Needleman asks, “Is it possible that time has become what it has because our lives are submerged in lies?” He speaks of how the great crises of his life have shown him that he has been living in lies. Woven intricately into his exploration of the seeming time dilemma is the concept of the self verses the Self. The former being the self we learn to identify with; Which is in fact an elaborate fabrication created by each person in response to the need to adapt to a world in which truth, the truth about who we are and why we are here, has been relegated to the subconscious. The latter is that part of us which longs for truth and beauty. The Self is timeless, eternal, one with all creation; it exists here in the world to re create, as in recreation; to have fun experiencing being, through conscious doing. We must be courageous enough to feel the mortality of the self, or we’ll never feel the immortality of our real Self.

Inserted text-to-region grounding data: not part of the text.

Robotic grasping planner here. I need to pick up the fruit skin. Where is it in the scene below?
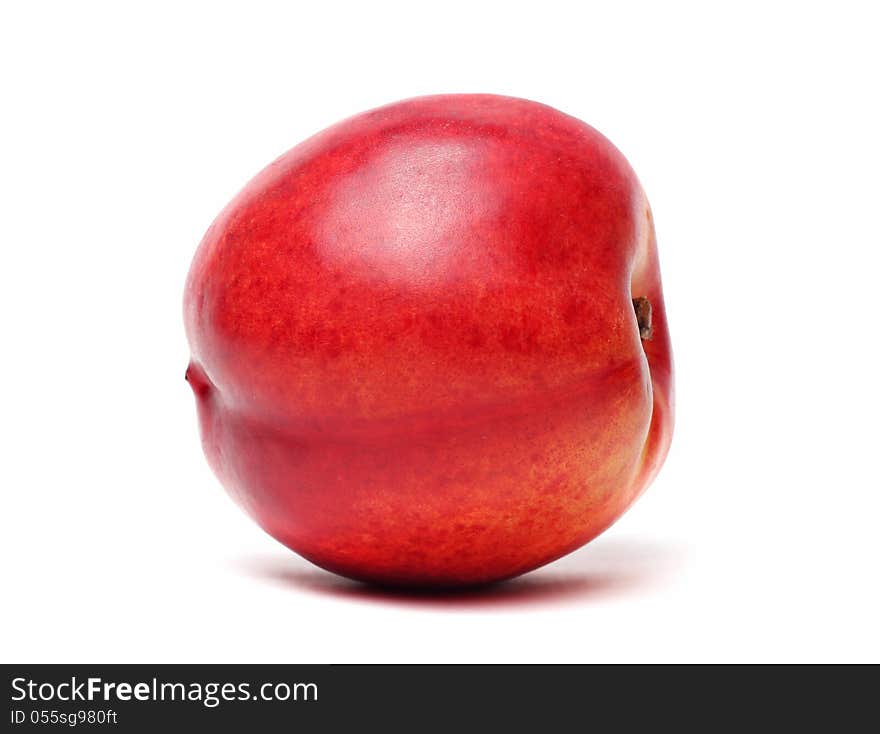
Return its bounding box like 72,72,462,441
184,95,673,586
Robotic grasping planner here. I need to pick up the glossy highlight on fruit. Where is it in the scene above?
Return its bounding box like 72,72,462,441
184,95,672,586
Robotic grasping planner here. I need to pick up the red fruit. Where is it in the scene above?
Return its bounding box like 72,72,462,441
185,95,672,585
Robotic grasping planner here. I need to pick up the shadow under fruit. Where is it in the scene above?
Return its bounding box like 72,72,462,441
184,95,672,586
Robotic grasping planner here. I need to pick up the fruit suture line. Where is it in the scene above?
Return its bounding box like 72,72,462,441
184,94,672,587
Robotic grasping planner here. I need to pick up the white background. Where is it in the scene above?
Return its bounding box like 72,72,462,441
0,0,880,662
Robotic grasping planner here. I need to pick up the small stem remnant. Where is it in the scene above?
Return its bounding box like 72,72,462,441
633,296,654,339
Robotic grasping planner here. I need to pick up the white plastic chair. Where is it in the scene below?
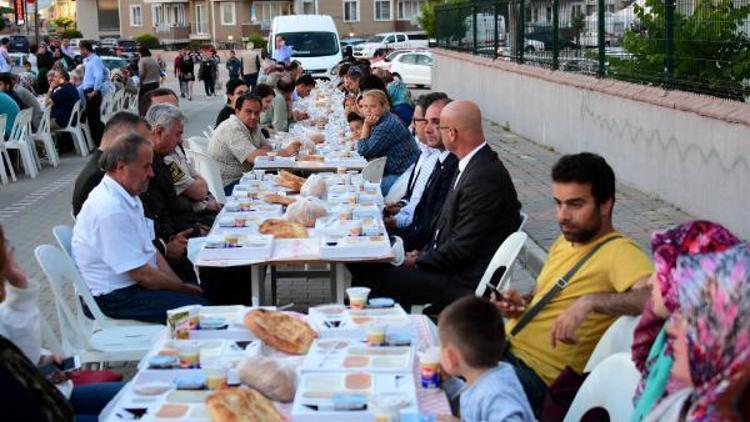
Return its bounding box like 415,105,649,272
52,225,158,327
474,232,529,297
564,353,641,422
34,245,164,364
517,211,529,232
583,315,640,372
0,113,16,185
55,100,90,157
362,157,386,183
185,136,209,154
32,107,60,167
5,108,38,179
185,149,227,204
385,164,414,204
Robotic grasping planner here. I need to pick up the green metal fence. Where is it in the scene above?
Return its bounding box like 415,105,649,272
435,0,750,101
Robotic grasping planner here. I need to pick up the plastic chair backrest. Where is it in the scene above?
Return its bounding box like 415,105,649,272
34,245,93,355
517,211,529,232
583,315,640,372
362,157,387,183
385,164,414,204
186,136,209,154
185,150,227,204
474,232,528,297
52,225,111,327
565,353,641,422
67,100,81,129
8,108,32,141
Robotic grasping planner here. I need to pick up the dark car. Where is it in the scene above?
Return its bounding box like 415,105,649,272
8,35,29,53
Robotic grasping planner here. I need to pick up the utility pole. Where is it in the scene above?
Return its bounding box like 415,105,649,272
34,0,39,45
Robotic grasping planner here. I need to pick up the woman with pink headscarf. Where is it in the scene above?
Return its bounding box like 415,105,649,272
632,221,750,421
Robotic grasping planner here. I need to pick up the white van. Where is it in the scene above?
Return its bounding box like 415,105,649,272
268,15,342,79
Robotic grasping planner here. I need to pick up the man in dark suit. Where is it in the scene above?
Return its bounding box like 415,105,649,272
385,97,458,251
350,101,521,310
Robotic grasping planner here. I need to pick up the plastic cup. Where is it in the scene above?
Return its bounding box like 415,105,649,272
370,394,403,422
346,287,370,309
177,343,200,368
224,233,240,248
365,324,386,346
417,346,440,388
203,363,227,390
349,221,362,237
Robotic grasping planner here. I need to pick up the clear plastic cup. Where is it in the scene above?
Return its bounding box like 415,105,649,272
346,287,370,309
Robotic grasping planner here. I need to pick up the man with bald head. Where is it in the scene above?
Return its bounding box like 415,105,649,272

We need to watch the mind do what passes for thinking, which is simply reacting again and again to different versions of the original psychodrama we experienced as children when the Self faded into the background, and the self took center stage. By stepping back and watching the mind, the Self is nurtured by the experience of truth. According to Needlman, life is like a script which we act out again and again, reacting and reacting until, finally we consciously choose the life we have been given. As we witness our life, an increasing sense of freedom and timelessness is made manifest. It is ok that the self will die, because the self is nothing more than a facilitator of the rebirth or recreation, if you will, of the Self. All of life is cyclical, not linear; this is real time and there is plenty of it.
We think we never have enough time simply because we are never in present time. So here we sit at the banquet of life, refusing to eat and complaining of hunger.